For scale, this is a shot of one venerable pin oak in my back yard. (There are two.) This tree is probably not a hundred years old. The house was built in 1962; the oak has lived on for fifty-eight years, and might have been twenty or thirty years old when it and its friend were saved as a feature of the property. It could not have been very old, or the construction would have damaged its root system.
Going on from there, I want you to think how rarely, when you walk through a woodland, or state park forest, you see trees of this girth. Only areas preserved to protect significant trees are likely to have many several feet in circumference. “Old-growth” forest, of course, has trees of all ages, part of any habitat’s continual recreation of itself. But a hundred-year-old tree today still was born in the twentieth century. The woods and all they support: birds, mammals, reptiles, amphibians, insects, fungi, mosses, shrubs, wildflowers, ferns, etc., have to have been sustained in close to their condition when the most endangered species thrived there, for those species to thrive today.

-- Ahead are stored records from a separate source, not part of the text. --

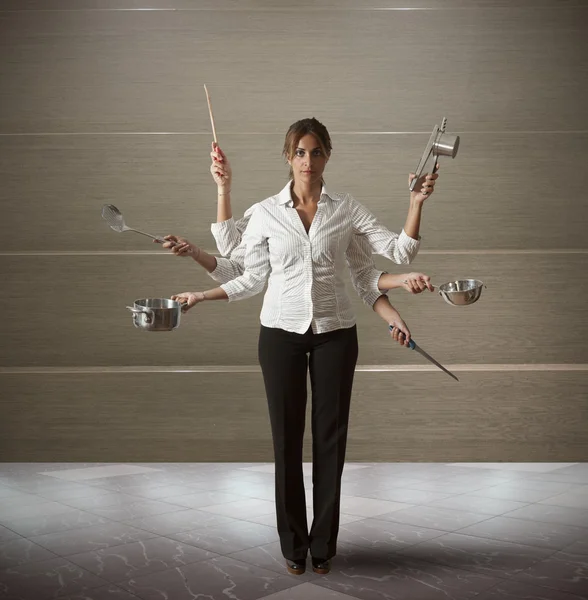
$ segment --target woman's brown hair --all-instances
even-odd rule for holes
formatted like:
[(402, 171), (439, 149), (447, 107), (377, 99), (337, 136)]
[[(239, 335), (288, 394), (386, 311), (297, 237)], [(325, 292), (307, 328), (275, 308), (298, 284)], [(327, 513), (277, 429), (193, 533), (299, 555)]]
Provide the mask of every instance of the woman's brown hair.
[[(307, 134), (314, 135), (317, 139), (321, 150), (327, 157), (331, 156), (331, 136), (327, 131), (327, 128), (314, 117), (312, 119), (302, 119), (296, 121), (290, 125), (288, 133), (286, 133), (286, 139), (284, 141), (283, 154), (286, 160), (290, 160), (294, 156), (294, 152), (298, 146), (298, 142)], [(290, 167), (290, 179), (294, 177), (292, 167)]]

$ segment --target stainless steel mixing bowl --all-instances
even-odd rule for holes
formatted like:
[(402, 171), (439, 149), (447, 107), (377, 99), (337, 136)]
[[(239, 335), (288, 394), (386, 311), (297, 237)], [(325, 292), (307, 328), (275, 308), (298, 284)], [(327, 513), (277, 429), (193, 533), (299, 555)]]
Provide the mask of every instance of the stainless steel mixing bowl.
[(451, 306), (468, 306), (477, 302), (486, 287), (478, 279), (458, 279), (439, 286), (439, 294)]

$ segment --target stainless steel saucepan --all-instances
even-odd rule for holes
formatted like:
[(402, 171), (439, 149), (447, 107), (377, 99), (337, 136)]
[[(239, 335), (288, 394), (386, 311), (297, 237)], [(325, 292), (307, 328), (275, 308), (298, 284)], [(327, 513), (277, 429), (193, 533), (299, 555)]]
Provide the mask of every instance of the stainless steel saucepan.
[(169, 298), (141, 298), (127, 309), (135, 327), (144, 331), (173, 331), (180, 325), (182, 305)]

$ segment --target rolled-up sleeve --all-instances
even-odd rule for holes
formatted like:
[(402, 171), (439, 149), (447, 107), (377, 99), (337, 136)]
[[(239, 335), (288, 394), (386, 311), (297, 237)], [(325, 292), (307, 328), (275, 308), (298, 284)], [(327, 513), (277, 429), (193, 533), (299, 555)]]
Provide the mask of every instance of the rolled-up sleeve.
[(243, 275), (245, 254), (240, 248), (243, 232), (247, 229), (253, 210), (257, 205), (248, 208), (242, 219), (235, 221), (233, 217), (220, 223), (212, 223), (210, 228), (216, 247), (221, 254), (216, 259), (216, 269), (209, 275), (218, 283), (227, 283)]
[(212, 223), (210, 231), (221, 256), (229, 256), (241, 242), (241, 234), (237, 230), (233, 217), (226, 221)]
[[(236, 256), (236, 254), (234, 254)], [(216, 268), (209, 275), (218, 283), (227, 283), (243, 275), (243, 263), (237, 262), (233, 257), (216, 259)]]
[(355, 198), (349, 196), (351, 203), (351, 218), (355, 235), (364, 237), (374, 254), (380, 254), (395, 263), (410, 264), (416, 257), (420, 247), (418, 240), (411, 238), (404, 229), (400, 235), (390, 231)]
[[(270, 272), (268, 240), (263, 231), (263, 209), (256, 208), (249, 220), (239, 246), (233, 251), (229, 263), (242, 262), (242, 275), (222, 284), (229, 302), (244, 300), (259, 294), (265, 287)], [(227, 259), (220, 259), (226, 261)], [(219, 262), (217, 260), (217, 270)], [(222, 267), (221, 267), (222, 269)]]
[(233, 217), (220, 223), (211, 223), (210, 231), (216, 242), (217, 250), (221, 256), (228, 257), (231, 252), (241, 243), (243, 232), (247, 228), (251, 214), (256, 205), (248, 208), (243, 215), (243, 218), (235, 221)]
[(345, 259), (351, 274), (351, 283), (357, 295), (365, 304), (373, 307), (380, 296), (384, 296), (378, 288), (380, 276), (385, 271), (376, 269), (372, 259), (370, 245), (365, 237), (352, 235), (345, 251)]

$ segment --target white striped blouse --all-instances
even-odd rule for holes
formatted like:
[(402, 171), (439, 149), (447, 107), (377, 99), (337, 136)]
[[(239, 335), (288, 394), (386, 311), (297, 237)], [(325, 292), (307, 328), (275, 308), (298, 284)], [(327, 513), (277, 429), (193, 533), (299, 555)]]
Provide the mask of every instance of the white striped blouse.
[(383, 292), (378, 289), (382, 271), (375, 268), (371, 252), (408, 264), (419, 240), (404, 230), (400, 235), (389, 231), (352, 196), (324, 187), (307, 233), (290, 186), (247, 211), (239, 223), (247, 223), (242, 236), (233, 219), (213, 224), (219, 251), (230, 252), (230, 258), (217, 258), (211, 277), (222, 283), (230, 302), (258, 294), (269, 277), (260, 317), (266, 327), (294, 333), (352, 327), (345, 267), (362, 300), (373, 306)]

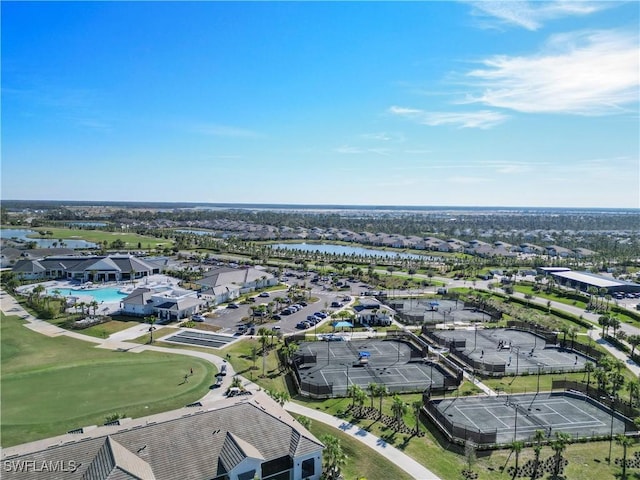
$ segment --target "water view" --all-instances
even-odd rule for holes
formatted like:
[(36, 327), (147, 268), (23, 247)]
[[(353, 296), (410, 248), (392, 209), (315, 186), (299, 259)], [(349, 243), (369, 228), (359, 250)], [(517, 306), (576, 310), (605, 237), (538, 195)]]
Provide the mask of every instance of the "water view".
[(438, 260), (440, 257), (431, 255), (419, 255), (415, 253), (394, 252), (390, 250), (377, 250), (374, 248), (351, 247), (348, 245), (336, 245), (333, 243), (274, 243), (273, 249), (301, 250), (303, 252), (319, 252), (330, 255), (359, 255), (363, 257), (382, 258), (411, 258), (416, 260)]
[(86, 240), (74, 240), (72, 238), (62, 239), (62, 244), (58, 238), (30, 238), (29, 235), (36, 234), (35, 230), (26, 228), (3, 228), (0, 229), (0, 238), (3, 240), (15, 240), (21, 243), (35, 242), (38, 248), (98, 248), (98, 245)]

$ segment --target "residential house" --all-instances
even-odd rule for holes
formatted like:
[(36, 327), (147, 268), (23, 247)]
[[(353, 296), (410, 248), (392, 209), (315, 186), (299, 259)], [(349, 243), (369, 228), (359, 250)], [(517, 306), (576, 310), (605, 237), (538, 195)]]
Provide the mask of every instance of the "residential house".
[(256, 392), (4, 448), (2, 478), (319, 480), (323, 448)]

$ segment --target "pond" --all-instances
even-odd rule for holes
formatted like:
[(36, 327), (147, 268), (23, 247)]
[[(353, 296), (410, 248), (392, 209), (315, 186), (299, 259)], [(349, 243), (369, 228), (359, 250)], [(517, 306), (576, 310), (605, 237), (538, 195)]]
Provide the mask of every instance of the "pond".
[(98, 248), (93, 242), (87, 242), (86, 240), (74, 240), (72, 238), (66, 238), (62, 241), (64, 245), (60, 245), (60, 239), (58, 238), (29, 238), (28, 235), (37, 234), (35, 230), (29, 230), (26, 228), (3, 228), (0, 229), (0, 238), (4, 240), (15, 240), (22, 243), (35, 242), (38, 248)]
[(363, 257), (382, 258), (410, 258), (414, 260), (440, 260), (440, 257), (431, 255), (420, 255), (416, 253), (406, 253), (393, 250), (378, 250), (375, 248), (352, 247), (349, 245), (336, 245), (333, 243), (274, 243), (270, 245), (273, 249), (301, 250), (303, 252), (319, 252), (330, 255), (355, 255)]

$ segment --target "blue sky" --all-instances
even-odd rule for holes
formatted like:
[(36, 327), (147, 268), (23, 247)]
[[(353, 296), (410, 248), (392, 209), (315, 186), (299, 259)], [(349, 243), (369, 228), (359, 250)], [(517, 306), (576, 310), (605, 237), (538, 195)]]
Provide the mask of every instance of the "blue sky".
[(1, 8), (5, 200), (640, 207), (635, 1)]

Logged land that has grown back since the 1920s may look old, but represents a minor span in the history of—let’s say for the sake of argument—the Ivory-billed Woodpecker. If we want to believe some undiscovered population is still alive, we have to believe there are woods left alone from the time the last one was seen (1944, in the Singer Tract, which was destroyed). If, in the United States, no habitat for the Ivory-billed has been sustained since the 1940s, having the same mix of trees, allowed to live and die as nature dictates, then the survival of the species is unlikely.
All of which warns us that we can’t fall for restoration as the reassuring answer to environmental depredation. It’s easy to say that forests cut down can be replanted. Restoration projects are important and need to continue. But plans for the future, or the fact that it’s possible to make them, should not become an acceptable compromise against preservation.
Only commitment to both preserve and limit wild areas to human access will slow the rate of extinction, erosion, watershed alterations that lead to drought, and other effects we are running out of time to forestall.
I don’t take the trouble to label my daylilies, so I don’t know what their names are, but this is one of my favorite oranges.